The Czechoslovakian Wolfdog |  Photo: Michaela van Erne, Chovatelská stanice československých vlčáků

Dog or wolf?

And cynologist Vladimíra Tichá to find out what purpose this new variety is intended:




The Czechoslovakian Wolfdog |  Photo: Michaela van Erne, Chovatelská stanice československých vlčáků

“Initially, it was an experiment, a research project. Then it was decided that the Czech border guards would have their own breed of dog. In the same way that the black Russian terrier was created in the USSR in the second half of XXᵉ century at the Military School of Canine Breeding, the Czechs would have their Czechoslovakian wolf dog.So the breed began to reproduce; however, I’m not sure it was the ideal dog for border guard.In the wolf, he has character; for example, it has difficulty in changing owners.
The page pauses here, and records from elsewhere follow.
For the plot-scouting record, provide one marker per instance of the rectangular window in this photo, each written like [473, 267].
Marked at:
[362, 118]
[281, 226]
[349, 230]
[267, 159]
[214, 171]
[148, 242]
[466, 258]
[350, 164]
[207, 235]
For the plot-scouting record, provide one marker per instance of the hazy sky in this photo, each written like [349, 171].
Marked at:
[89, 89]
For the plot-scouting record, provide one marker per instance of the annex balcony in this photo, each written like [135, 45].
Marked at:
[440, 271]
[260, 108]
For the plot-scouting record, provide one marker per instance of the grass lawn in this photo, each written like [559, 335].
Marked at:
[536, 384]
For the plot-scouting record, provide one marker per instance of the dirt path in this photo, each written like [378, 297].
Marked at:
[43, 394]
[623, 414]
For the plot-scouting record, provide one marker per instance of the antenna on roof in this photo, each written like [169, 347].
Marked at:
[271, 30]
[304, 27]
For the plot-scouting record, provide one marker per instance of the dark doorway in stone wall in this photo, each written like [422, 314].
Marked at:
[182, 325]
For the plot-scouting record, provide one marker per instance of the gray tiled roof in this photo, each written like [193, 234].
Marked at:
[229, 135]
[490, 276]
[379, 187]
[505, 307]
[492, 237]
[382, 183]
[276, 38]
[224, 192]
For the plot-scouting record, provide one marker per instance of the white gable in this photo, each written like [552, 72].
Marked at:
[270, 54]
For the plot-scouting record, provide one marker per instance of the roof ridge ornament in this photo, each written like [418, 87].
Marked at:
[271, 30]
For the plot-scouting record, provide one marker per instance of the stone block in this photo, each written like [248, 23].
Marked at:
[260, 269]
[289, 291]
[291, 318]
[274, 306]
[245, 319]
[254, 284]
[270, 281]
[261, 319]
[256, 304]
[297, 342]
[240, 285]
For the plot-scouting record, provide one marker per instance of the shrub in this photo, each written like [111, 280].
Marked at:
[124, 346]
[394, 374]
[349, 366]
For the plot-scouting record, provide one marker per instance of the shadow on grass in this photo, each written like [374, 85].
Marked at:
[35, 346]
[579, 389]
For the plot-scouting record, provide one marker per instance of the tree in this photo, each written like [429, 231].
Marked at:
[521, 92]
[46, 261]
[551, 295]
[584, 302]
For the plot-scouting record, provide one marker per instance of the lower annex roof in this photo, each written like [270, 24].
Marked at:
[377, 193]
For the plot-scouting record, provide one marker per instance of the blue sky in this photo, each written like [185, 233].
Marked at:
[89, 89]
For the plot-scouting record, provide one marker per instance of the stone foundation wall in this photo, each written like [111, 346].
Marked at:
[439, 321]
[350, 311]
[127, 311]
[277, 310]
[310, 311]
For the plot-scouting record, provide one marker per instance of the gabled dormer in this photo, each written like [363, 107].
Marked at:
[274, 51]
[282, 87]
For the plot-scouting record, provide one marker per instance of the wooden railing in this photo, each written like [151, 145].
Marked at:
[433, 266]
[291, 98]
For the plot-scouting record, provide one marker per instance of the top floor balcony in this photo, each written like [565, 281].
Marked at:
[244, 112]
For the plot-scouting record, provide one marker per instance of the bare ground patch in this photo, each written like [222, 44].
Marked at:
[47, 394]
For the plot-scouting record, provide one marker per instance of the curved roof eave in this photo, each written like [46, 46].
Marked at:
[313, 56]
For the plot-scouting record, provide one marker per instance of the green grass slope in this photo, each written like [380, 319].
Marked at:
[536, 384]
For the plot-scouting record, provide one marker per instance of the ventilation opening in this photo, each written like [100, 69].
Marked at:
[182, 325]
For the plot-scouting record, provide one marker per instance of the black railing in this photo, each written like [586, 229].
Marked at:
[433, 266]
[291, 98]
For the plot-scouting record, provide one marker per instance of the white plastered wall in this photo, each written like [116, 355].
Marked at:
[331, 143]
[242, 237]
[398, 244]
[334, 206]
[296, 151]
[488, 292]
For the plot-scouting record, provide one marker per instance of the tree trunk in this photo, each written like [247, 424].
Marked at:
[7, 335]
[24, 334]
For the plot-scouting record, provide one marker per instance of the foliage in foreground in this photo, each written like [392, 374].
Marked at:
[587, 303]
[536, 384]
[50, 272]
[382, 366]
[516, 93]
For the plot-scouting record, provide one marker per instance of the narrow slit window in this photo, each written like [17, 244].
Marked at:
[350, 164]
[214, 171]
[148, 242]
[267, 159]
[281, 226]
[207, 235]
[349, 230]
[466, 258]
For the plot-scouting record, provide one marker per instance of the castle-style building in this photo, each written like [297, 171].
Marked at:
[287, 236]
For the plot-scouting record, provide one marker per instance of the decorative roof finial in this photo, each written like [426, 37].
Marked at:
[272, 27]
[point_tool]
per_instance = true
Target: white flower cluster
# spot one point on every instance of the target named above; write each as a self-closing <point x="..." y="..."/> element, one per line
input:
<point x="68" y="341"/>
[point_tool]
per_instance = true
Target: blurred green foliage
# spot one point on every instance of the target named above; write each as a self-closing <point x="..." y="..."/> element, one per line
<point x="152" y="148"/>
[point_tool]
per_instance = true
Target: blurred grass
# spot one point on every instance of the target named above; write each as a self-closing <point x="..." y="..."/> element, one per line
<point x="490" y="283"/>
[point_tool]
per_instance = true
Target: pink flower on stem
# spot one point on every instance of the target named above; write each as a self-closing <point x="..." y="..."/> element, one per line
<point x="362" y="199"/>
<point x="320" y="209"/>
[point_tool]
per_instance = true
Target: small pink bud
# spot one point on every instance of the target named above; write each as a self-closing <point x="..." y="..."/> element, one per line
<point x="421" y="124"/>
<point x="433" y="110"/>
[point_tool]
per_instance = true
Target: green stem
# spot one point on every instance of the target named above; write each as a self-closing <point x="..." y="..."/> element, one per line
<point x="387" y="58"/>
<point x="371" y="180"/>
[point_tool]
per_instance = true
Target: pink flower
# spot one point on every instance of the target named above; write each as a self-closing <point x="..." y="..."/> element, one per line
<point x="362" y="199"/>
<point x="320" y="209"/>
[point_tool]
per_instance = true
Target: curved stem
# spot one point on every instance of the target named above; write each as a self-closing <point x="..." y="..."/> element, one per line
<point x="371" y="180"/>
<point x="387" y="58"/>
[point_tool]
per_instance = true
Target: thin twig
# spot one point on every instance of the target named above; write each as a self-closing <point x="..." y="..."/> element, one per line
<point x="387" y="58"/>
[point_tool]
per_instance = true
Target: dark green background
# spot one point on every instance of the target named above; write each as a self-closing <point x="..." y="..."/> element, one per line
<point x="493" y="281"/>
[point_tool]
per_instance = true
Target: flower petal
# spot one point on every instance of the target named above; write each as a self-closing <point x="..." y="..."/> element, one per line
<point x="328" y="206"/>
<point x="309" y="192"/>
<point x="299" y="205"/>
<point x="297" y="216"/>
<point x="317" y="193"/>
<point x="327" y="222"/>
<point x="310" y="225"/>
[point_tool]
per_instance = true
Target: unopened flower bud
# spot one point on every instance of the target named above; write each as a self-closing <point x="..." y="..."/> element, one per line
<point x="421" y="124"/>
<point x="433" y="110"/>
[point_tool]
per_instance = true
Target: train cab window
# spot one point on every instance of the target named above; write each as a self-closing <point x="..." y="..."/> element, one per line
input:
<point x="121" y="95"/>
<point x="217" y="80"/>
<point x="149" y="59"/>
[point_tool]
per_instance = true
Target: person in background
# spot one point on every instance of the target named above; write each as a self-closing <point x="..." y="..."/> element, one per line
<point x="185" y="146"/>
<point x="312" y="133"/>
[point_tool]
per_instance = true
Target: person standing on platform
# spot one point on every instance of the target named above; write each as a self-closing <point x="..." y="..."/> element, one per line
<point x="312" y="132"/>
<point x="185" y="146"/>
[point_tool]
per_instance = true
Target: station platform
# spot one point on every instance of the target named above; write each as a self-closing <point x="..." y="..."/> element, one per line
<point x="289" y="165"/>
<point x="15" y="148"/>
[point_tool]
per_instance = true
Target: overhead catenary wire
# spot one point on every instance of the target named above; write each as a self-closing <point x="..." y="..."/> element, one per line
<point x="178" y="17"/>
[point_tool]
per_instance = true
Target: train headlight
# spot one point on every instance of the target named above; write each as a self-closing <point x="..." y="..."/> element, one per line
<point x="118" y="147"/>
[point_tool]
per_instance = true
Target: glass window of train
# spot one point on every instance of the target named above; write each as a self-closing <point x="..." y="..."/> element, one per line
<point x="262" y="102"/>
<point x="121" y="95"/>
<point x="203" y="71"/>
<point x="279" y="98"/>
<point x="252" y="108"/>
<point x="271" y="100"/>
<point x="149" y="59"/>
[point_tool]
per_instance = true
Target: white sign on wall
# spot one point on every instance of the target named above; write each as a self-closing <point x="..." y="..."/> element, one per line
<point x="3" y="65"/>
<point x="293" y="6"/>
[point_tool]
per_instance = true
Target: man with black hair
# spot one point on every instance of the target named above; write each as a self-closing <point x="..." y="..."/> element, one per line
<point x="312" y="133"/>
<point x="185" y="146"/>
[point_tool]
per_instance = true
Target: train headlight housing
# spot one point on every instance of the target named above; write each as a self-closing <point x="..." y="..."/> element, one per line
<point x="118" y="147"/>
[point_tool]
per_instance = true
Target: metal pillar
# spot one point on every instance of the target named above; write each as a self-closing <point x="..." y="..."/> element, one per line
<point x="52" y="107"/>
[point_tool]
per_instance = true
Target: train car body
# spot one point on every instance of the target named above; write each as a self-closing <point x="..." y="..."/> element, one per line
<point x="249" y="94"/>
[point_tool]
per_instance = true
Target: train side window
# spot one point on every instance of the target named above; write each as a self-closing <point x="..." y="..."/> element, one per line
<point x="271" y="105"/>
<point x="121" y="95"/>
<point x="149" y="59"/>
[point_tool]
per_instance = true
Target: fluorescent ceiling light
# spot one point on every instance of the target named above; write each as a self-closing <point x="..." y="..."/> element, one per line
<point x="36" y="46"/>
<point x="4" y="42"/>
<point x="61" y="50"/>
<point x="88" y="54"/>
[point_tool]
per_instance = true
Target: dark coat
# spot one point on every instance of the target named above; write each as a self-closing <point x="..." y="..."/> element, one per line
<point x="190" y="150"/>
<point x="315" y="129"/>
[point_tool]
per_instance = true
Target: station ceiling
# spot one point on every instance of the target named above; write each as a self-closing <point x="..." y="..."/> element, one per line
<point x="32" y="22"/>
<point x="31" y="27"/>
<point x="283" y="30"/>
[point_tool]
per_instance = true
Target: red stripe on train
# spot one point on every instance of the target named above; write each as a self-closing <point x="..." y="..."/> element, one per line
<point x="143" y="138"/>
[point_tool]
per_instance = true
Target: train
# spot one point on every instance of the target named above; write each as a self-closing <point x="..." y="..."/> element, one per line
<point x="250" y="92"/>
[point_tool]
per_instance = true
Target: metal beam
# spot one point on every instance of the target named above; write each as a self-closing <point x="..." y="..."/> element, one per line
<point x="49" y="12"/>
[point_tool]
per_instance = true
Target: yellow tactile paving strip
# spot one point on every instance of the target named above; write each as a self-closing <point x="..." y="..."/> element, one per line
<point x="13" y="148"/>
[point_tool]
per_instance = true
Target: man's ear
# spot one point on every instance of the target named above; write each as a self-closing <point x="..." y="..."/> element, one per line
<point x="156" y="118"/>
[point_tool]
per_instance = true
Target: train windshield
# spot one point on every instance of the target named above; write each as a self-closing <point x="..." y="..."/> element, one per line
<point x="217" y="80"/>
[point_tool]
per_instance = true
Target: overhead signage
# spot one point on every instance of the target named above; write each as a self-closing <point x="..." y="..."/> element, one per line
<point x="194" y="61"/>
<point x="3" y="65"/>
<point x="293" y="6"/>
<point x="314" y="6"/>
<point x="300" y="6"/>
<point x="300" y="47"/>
But it is a beautiful and elegant variety, which is very successful. »

Czechoslovakian Wolfdog or German Shepherd?




The Czechoslovakian Wolfdog |  Photo: Michaela van Erne, Chovatelská stanice československých vlčáků

Classified between shepherd and cattle dogs, the Czechoslovakian wolfdog is a dog whose size exceeds the norm and has a strong constitution, 60 to 70 cm in strands, with resulting differences. in size between male and female. Through his somatic construction, his gait, the quality and color of his robe and through his face mask, it resembles a wolf. However, it is usually with a German shepherd that he is confused. But Vladimíra Tichá lists what makes it possible for them to be identified with the naked eye:

“The Czechoslovakian Wolfdog is taller and lighter than the German Shepherd. It has a finer bone structure and a gray-yellow to silvery coat, while the German Shepherd is black and tan, dark gray or black. In addition, the Czechoslovakian wolfdog has a clearer eye. »

The Czechoslovakian Wolfdog is distinguished by its great intelligence, strong health, endurance and fearlessness, its resistance to weather changes and its developed sense of smell, but also by its extreme loyalty to its master.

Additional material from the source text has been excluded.